28/11/2025
The Youth Climate Collective (YCC) has followed the proceedings of COP30 in Belém with a mixture of cautious hope and profound disappointment. While the conference was branded an "Implementation COP" and produced some welcome frameworks, the outcomes, when measured against the stark reality of the climate crisis in Nigeria, fall short of the ambition and justice we demanded.
The refusal by major emitting nations to commit to a binding fossil fuel phase-out directly perpetuates the cycle of pollution and economic instability in the Niger Delta, while the delay in tripling adaptation finance to 2035 exposes a disconnect from our reality of climate crisis.
The "Belém Package" provides a roadmap, but it is a map that fails to chart a course away from the primary source of the crisis: fossil fuels. For Nigerian youth living the daily consequences of a warming world, promises for 2035 feel like a lifetime away. Our generation cannot afford to wait.
Our assessment of the COP30 outcomes against our core demands:
1. On Climate Finance & Debt Justice: We acknowledge the formalization of the "Baku-to-Belém Roadmap to 1.3T" and the new Fostering Investible National Implementation (FINI) initiative. These are necessary steps. However, the agreement to triple adaptation finance by 2035 is a delay tactic that ignores the urgency of communities facing existential threats today. The continued dominance of debt instruments and lack of clarity on grant-based mechanisms ignore our demand for debt justice and perpetuate the cycle of climate-induced poverty.
2. On Loss & Damage: The operationalization of the Loss and Damage Fund with $250 million represents a step forward, but the scale is woefully inadequate and fails to address non-economic losses. The absence of a dedicated protocol for psychological trauma, lost education, and cultural heritage constitutes a profound injustice to climate-displaced Nigerians.
3. On a Just Transition for Oil-Dependent Economies: COP30's failure to establish a binding fossil fuel phase-out roadmap represents a catastrophic failure for Niger Delta communities. When the world delays a just energy transition, it effectively outsources the social and environmental costs to oil-producing communities in the Global South. Voluntary initiatives cannot deliver the comprehensive support needed to transition workers, remediate environments, and build renewable energy industries that benefit local communities.
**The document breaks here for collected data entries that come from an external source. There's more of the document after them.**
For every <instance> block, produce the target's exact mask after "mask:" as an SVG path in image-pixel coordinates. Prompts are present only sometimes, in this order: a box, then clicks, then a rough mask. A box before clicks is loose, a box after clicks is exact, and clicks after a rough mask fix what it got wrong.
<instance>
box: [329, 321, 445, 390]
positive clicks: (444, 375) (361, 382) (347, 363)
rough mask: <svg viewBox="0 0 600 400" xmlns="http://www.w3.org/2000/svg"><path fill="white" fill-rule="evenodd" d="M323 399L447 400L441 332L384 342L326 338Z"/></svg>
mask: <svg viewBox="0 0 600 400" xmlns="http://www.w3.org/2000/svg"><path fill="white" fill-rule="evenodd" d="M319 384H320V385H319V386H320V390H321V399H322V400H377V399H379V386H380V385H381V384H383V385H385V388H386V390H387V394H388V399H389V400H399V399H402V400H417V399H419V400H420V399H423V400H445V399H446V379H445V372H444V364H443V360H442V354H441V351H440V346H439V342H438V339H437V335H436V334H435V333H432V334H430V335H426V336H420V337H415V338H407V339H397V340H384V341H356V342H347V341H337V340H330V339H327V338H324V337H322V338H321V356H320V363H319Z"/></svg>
4. On Food Systems & Adaptation: While we welcome the adoption of Global Goal on Adaptation indicators, the lack of direct funding mechanisms for smallholder farmers and community-based adaptation leaves Nigeria's food systems vulnerable. The global failure to provide adequate finance means the cost of climate disasters continues to be borne by Nigerians, with lost harvests and escalating conflicts over shrinking resources.
5. On Climate-Resilient Cities: The recognition of multilevel action and adoption of the Gender Action Plan provide important frameworks. However, the absence of dedicated finance for urban resilience, green transportation, and waste management systems means Nigerian cities will continue to drown in annual floods without the resources to build true climate resilience.
From Global Frameworks to Nigerian Reality
COP30 has given us tools—the Global Implementation Accelerator, the Belém Mission to 1.5, and the Global Ethical Stocktake. We will use them to hold our own government and the international community accountable.
Our advocacy now turns to the national stage. We will:
Push for the Nigerian government to rapidly and transparently integrate the Belém outcomes into our national plans, ensuring youth are at the decision-making table.
Monitor the flow of any new climate finance to ensure it reaches the local, youth-led projects where it is most needed.
We will co-create the future where youth will lead the design and implementation of solutions through participatory planning and collaborative action.
To global leaders and our own government: You have agreed on more roadmaps in Belém. Nigerian youth are already on the road, building solutions. We stand ready to partner with the Nigerian government to implement the COP30 frameworks, offering our technical expertise, community networks, and innovative solutions. The youth are prepared to work alongside you to translate these global agreements into tangible local action for Nigeria's climate resilience.